Is Mistral Ministral 3 8B good for general text tasks?

Yes, for most everyday text work. At 8B parameters, it handles summarization, Q&A, and basic reasoning well enough for prototyping or low-stakes production. The 262k context window means you can feed it entire codebases or long documents. Without public benchmarks, you're flying blind on edge cases—test your specific workload before committing.

Is Ministral 3 8B cheaper than GPT-4o mini?

Yes, significantly. At $0.15 per Mtok for both input and output, Ministral 3 8B costs roughly 60% less than GPT-4o mini's typical pricing. The trade-off is capability—GPT-4o mini generally outperforms 8B models on complex reasoning and instruction-following. Use Ministral for high-volume, simpler tasks where cost matters more than peak intelligence.

Can Ministral 3 8B handle image inputs effectively?

It supports image modality, but expect basic vision capabilities at this parameter count.
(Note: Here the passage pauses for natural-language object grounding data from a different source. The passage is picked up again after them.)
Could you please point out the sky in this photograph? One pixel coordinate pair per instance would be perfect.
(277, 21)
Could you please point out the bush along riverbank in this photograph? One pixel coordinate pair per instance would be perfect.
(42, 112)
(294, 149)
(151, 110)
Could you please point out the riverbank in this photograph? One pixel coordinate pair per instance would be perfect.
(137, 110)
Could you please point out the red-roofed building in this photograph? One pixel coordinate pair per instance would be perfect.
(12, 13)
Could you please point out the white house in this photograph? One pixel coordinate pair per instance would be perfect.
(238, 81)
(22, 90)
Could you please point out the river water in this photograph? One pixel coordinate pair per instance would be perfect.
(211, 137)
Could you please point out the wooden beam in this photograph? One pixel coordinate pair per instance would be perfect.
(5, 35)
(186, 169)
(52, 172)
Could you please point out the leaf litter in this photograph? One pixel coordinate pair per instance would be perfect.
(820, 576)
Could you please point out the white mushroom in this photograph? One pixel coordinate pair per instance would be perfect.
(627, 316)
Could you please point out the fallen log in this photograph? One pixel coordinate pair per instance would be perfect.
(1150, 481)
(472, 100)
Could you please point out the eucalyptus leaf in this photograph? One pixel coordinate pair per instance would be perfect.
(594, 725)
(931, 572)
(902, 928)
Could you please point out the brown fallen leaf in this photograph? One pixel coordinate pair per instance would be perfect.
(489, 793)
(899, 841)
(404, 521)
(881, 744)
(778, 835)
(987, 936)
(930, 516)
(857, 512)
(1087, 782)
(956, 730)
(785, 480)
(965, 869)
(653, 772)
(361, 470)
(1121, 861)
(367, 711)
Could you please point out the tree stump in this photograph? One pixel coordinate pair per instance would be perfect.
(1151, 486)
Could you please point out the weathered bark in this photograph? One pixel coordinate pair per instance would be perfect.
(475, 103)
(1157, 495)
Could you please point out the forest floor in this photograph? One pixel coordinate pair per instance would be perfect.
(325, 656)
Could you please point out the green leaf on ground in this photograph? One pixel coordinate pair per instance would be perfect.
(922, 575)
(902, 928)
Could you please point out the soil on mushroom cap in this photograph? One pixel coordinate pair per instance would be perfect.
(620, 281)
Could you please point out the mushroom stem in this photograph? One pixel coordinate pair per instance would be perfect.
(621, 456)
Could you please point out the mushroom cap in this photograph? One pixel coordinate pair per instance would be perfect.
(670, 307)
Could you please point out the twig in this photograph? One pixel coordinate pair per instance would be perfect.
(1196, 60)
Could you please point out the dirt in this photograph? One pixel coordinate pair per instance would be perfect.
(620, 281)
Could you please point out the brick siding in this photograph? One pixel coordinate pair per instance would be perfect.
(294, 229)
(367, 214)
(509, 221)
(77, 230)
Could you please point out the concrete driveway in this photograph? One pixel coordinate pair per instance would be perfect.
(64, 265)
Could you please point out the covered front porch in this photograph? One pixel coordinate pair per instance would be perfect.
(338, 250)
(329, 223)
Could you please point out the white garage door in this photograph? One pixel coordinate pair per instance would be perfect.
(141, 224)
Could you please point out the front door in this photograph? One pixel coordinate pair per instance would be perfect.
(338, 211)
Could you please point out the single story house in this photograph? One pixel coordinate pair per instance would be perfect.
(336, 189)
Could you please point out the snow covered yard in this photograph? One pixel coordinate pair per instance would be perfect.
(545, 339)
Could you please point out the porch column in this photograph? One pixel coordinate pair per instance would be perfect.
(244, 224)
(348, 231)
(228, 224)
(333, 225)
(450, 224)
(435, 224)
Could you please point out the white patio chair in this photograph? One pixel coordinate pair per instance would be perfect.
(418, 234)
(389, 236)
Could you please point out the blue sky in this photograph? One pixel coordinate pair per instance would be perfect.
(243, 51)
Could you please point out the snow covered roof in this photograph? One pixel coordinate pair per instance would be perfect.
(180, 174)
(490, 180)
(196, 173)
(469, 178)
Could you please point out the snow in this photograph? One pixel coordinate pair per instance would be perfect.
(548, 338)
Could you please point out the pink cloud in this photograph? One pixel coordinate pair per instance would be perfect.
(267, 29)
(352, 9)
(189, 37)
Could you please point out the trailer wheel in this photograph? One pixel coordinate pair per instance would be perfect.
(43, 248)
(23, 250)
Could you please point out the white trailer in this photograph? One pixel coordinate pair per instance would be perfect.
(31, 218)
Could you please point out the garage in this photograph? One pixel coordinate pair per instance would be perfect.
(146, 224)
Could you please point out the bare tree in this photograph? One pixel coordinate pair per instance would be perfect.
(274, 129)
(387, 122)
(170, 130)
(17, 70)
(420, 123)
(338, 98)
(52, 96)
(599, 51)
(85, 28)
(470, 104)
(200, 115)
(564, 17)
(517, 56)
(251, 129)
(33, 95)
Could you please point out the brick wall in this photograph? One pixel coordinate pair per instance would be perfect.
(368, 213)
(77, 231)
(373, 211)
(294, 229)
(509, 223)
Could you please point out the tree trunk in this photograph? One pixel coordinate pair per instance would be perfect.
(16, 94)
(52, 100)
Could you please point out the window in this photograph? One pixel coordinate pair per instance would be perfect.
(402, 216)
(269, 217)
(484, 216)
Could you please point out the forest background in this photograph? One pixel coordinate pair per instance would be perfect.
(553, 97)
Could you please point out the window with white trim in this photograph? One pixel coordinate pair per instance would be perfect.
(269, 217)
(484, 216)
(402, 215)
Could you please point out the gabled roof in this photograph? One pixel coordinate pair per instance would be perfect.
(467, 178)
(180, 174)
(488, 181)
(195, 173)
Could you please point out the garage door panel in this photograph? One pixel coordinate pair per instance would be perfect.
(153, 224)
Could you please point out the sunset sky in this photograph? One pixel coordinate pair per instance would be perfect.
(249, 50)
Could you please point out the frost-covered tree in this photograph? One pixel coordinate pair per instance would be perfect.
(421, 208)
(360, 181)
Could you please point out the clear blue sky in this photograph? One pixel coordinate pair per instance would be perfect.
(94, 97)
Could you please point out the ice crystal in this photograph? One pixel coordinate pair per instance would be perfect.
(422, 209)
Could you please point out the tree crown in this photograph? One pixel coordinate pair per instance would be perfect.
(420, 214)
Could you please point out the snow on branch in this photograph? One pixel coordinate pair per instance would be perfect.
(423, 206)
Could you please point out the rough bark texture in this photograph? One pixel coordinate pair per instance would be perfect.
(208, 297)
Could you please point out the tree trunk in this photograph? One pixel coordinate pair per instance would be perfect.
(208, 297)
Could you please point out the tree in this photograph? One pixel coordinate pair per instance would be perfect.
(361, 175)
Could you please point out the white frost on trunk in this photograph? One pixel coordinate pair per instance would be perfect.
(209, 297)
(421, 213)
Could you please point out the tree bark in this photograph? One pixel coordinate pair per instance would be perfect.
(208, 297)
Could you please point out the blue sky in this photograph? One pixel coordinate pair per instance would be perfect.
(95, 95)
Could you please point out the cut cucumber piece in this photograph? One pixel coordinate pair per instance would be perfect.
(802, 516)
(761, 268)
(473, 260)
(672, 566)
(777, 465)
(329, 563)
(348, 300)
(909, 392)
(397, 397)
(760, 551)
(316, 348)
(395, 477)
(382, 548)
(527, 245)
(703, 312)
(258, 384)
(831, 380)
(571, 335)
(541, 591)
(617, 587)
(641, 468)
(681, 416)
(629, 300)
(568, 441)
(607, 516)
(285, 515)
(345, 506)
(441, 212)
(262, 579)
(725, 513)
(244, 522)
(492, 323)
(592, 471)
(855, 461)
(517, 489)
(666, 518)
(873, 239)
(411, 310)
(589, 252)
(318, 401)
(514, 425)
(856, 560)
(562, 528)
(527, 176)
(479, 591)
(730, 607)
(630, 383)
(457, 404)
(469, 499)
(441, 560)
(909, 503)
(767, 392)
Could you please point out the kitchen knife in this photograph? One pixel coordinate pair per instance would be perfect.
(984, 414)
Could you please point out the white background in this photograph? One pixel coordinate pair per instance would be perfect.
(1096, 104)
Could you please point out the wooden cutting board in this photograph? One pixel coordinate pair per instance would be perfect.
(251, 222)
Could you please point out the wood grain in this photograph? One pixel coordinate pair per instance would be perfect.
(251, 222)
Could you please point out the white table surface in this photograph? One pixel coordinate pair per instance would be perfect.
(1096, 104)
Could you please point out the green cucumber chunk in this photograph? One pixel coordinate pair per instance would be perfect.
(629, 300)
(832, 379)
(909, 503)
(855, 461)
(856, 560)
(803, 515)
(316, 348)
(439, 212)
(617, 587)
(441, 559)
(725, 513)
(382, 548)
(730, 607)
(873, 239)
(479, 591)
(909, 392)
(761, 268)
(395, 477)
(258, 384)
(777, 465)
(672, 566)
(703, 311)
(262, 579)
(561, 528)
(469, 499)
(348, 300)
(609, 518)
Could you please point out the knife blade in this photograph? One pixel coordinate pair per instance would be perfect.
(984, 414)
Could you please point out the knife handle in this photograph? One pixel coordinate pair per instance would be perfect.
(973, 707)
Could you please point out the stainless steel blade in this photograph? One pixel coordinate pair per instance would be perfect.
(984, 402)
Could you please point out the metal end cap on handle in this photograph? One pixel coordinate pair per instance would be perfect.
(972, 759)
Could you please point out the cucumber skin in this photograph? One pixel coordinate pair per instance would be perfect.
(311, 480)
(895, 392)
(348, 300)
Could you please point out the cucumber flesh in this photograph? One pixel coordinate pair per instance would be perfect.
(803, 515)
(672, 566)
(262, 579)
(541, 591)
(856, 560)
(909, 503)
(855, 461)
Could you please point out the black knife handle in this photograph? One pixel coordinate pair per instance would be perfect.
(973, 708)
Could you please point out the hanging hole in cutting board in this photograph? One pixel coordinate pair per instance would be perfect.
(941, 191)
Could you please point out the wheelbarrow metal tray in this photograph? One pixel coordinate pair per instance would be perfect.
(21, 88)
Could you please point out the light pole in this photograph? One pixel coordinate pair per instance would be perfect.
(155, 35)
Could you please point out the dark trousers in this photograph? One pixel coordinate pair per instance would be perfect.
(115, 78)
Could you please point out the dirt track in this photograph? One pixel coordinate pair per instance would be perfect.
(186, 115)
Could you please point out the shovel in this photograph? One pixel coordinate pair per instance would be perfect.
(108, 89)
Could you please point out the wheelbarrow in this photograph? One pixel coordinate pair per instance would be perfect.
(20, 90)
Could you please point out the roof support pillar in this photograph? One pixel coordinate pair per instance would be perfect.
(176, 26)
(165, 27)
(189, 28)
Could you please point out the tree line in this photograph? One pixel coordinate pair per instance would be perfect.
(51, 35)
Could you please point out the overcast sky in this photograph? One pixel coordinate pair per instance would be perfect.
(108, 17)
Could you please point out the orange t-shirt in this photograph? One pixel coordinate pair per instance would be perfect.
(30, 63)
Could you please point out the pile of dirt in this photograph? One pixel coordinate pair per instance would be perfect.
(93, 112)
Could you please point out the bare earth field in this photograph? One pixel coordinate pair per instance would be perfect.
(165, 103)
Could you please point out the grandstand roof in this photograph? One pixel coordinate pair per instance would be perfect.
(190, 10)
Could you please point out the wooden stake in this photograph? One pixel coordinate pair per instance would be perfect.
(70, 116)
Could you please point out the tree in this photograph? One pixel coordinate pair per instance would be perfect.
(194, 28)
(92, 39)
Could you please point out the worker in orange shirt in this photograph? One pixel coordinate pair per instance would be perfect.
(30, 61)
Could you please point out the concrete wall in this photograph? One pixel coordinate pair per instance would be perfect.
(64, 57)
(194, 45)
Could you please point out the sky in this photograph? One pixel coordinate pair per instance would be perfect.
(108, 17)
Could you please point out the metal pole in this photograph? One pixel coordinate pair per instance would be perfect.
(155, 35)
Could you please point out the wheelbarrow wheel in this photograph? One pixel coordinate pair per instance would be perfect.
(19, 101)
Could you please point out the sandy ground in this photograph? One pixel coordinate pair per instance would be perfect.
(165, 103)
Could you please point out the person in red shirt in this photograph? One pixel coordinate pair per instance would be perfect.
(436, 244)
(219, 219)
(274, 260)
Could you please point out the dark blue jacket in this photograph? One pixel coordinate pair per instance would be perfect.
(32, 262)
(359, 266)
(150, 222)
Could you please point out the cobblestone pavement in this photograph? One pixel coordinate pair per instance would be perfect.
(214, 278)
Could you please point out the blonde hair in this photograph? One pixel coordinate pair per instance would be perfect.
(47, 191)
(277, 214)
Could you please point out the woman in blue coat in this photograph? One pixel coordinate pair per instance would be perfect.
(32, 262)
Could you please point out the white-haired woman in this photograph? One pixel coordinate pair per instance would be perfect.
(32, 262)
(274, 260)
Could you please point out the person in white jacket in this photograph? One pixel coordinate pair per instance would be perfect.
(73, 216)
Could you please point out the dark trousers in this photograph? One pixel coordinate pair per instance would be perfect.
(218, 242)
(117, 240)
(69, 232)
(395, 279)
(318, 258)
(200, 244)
Fine for simple image Q&A or OCR-like tasks, not for nuanced visual reasoning or detailed scene understanding. If your use case needs strong vision performance, Claude 3.5 Sonnet or GPT-4o are safer bets despite higher cost.

How does Ministral 3 8B compare to the previous Ministral generation?

Without public benchmarks for either version, direct comparison is speculative. The 262k context window is a major upgrade if the previous gen was smaller. Assume incremental improvements in instruction-following and reasoning, but validate on your own evals—Mistral doesn't publish enough data to trust marketing claims alone.

Should I use Ministral 3 8B for customer-facing chatbots?

Only if you can tolerate occasional mistakes and have guardrails in place. The 8B size means faster responses and lower cost, which suits high-traffic chat. But smaller models hallucinate more and miss nuance. Run A/B tests against user satisfaction metrics before rolling out widely—cost savings mean nothing if users bounce.

Data last verified 8 hours ago.Sources aggregated hourly to weekly. See docs/architecture/model-directory.md.